Entre les deux coups de feu qui décidèrent de son destin, il eut le temps d’appeler une mouche : « Madame ». 

René Char




La plupart des humains gardent la guerre à fleur de conscience. Elle est pourtant difficilement saisissable, la guerre. Entre la guerre fratricide livrée sur injonction divine par Arjuna le héros du Mahabharata et les conflits pour un morceau de désert ou de terre à blé, entre les guerres de religion et les guerres contre l’exterminateur racial ou le colon dominateur, on a du mal à dessiner un ensemble homogène de pratiques. Sans même parler de cohérence. Pourtant, si la guerre n’est pas un sujet de conversation quotidien de toutes les époques, elle n’est jamais loin dans les imaginaires collectifs. En comparaison avec le Moyen Orient, la Pologne ou le Japon, la France n’est pas un pays des plus marqués par la guerre, mais elle a son comptant d’images bouleversantes et d’exigences morales à digérer. Paris est structurée par des tracés stratégiques, des noms de batailles ou de batailleurs, des fondations de murailles comme des fondements politiques et toutes les consolations qui lui rappellent la guerre — ou plutôt ses guerres, guerres livrées ou subies, parfois gagnées et souvent perdues par ses inspirateurs politiques, ses chefs et ses soldats.  

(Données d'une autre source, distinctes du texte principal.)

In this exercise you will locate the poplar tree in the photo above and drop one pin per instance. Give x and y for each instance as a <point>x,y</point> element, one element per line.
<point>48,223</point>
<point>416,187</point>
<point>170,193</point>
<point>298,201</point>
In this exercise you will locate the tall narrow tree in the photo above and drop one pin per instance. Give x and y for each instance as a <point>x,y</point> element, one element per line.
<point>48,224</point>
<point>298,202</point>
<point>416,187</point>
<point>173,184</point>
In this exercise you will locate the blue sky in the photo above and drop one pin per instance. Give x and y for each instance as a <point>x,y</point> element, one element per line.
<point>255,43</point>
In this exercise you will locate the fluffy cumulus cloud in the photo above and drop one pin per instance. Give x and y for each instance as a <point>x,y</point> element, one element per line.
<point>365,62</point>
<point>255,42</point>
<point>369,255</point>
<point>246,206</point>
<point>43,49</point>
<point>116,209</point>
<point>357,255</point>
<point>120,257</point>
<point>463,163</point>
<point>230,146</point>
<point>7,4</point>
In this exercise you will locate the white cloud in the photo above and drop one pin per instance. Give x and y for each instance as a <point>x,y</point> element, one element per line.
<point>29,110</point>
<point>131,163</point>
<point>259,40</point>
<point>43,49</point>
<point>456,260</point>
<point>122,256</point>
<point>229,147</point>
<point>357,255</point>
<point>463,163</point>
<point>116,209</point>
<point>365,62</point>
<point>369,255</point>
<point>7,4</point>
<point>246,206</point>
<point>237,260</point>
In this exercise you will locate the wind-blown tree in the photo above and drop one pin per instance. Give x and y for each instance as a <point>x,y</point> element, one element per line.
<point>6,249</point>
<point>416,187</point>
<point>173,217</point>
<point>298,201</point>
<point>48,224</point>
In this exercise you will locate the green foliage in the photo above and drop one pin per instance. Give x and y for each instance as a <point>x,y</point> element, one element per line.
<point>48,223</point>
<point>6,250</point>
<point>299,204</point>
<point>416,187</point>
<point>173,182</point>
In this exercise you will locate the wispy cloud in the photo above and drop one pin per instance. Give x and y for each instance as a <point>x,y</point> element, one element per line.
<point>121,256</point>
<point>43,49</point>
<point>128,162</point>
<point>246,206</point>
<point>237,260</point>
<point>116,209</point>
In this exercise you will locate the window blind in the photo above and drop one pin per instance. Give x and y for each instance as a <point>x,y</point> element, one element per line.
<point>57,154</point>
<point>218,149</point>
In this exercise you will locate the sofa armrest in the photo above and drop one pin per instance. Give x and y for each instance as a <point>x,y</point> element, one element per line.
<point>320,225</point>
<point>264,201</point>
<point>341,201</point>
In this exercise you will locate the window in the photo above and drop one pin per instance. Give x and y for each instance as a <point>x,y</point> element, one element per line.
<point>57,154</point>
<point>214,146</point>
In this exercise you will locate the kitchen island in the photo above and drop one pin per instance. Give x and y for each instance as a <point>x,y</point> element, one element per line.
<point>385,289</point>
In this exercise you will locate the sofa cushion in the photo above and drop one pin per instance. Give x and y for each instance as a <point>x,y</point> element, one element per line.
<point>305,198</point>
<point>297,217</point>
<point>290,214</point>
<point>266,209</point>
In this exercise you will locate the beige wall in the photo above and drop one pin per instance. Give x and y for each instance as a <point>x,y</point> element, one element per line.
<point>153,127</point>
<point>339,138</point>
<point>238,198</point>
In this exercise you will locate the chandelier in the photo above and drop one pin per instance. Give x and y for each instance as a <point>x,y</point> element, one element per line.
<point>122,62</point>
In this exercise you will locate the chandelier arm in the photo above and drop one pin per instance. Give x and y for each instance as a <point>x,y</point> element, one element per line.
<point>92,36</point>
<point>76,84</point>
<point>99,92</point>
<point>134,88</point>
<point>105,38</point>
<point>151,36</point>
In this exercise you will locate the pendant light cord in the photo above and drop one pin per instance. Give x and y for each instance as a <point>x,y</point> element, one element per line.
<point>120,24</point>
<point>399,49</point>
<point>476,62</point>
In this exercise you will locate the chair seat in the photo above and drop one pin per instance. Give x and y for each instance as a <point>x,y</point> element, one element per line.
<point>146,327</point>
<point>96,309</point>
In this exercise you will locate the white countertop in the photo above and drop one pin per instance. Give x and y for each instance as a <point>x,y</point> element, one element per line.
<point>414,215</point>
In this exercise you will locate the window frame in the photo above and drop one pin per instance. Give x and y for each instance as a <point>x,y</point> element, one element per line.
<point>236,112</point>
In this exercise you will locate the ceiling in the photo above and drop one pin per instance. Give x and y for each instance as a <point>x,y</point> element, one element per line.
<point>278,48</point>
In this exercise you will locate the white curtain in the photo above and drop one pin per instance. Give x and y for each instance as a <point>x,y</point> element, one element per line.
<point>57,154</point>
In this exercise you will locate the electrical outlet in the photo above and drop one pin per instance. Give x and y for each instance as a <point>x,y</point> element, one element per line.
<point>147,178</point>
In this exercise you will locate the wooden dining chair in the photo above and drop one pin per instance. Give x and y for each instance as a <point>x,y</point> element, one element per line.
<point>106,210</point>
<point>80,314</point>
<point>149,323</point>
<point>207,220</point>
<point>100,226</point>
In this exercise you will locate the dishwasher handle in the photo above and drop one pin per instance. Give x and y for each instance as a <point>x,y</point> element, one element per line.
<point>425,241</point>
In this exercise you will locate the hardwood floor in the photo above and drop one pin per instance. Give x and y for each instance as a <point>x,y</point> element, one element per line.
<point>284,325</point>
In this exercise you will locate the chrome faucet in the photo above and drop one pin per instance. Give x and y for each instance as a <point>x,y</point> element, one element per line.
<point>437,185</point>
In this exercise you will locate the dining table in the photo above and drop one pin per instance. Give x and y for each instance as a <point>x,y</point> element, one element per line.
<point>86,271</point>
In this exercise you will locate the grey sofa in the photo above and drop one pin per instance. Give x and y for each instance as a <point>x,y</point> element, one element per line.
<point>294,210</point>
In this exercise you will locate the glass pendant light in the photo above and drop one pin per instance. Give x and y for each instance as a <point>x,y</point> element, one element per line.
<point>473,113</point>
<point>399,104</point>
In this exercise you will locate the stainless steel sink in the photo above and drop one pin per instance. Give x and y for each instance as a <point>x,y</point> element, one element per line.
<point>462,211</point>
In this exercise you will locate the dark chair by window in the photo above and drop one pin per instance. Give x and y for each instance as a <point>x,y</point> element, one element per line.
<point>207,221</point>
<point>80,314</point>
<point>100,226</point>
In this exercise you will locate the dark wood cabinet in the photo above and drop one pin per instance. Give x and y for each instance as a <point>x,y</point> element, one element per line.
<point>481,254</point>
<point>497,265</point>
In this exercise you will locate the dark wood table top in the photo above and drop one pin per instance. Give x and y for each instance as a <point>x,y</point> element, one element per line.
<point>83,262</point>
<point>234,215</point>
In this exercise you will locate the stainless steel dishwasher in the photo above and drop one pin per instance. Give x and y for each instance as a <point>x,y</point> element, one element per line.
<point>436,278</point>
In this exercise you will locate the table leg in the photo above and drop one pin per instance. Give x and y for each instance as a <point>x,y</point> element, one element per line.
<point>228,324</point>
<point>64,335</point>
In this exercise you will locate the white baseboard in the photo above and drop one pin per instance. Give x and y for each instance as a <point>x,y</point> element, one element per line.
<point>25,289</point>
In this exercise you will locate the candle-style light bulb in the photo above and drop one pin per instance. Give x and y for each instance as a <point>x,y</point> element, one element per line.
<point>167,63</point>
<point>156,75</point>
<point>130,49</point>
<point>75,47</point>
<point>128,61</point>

Plusieurs des grands personnages politiques de notre histoire furent chefs de guerre, fiers de leur passé et enorgueillissant une population infatigable à se battre pour se construire, repousser l’ennemi ou seulement se sentir exister. Entre la nation et la guerre, des affinités se tressent à chaque génération depuis la confuse origine de ce pays. Entre la population et la guerre, les émotions sont plus ambivalentes et parfois franchement antagoniques. Depuis les guerres de Louis XIV, celles de Napoléon et les grandes Mondiales, les pauvres ont payé en douleurs, déchirements et effacements dont les récits ont du mal à se faire entendre. De temps en temps, lorsqu’il n’est plus possible de s’y soustraire, on admet un massacre, un chiffre énorme, un nom de lieu avant de retourner à la célébration institutionnelle et à l’oubli qu’elle laisse filer. Mais cette réalité embrouillée, désespérée, souvent excitante et à bien des égards incompréhensible revient et demeure tapie dans les histoires, les images et les idées collectives. Sa puissance métaphorique est telle qu’elle s’insinue dans les rapports de classe, de sexe, de culture, de domination et de voisinage. Elle en devient une des façons de parler du monde. Elle est une ligne d’horizon, un ectoplasme cauchemardesque ou libératoire, la gerbe d’étincelles de la poésie comme de la honte. Chaque génération se nourrit de contes, de musiques, de drames, de scènes imaginaires ou historiques qui forcent le passage de la guerre depuis la fleur de conscience jusqu’à l’éveil. C’est de cela que nous allons parler. 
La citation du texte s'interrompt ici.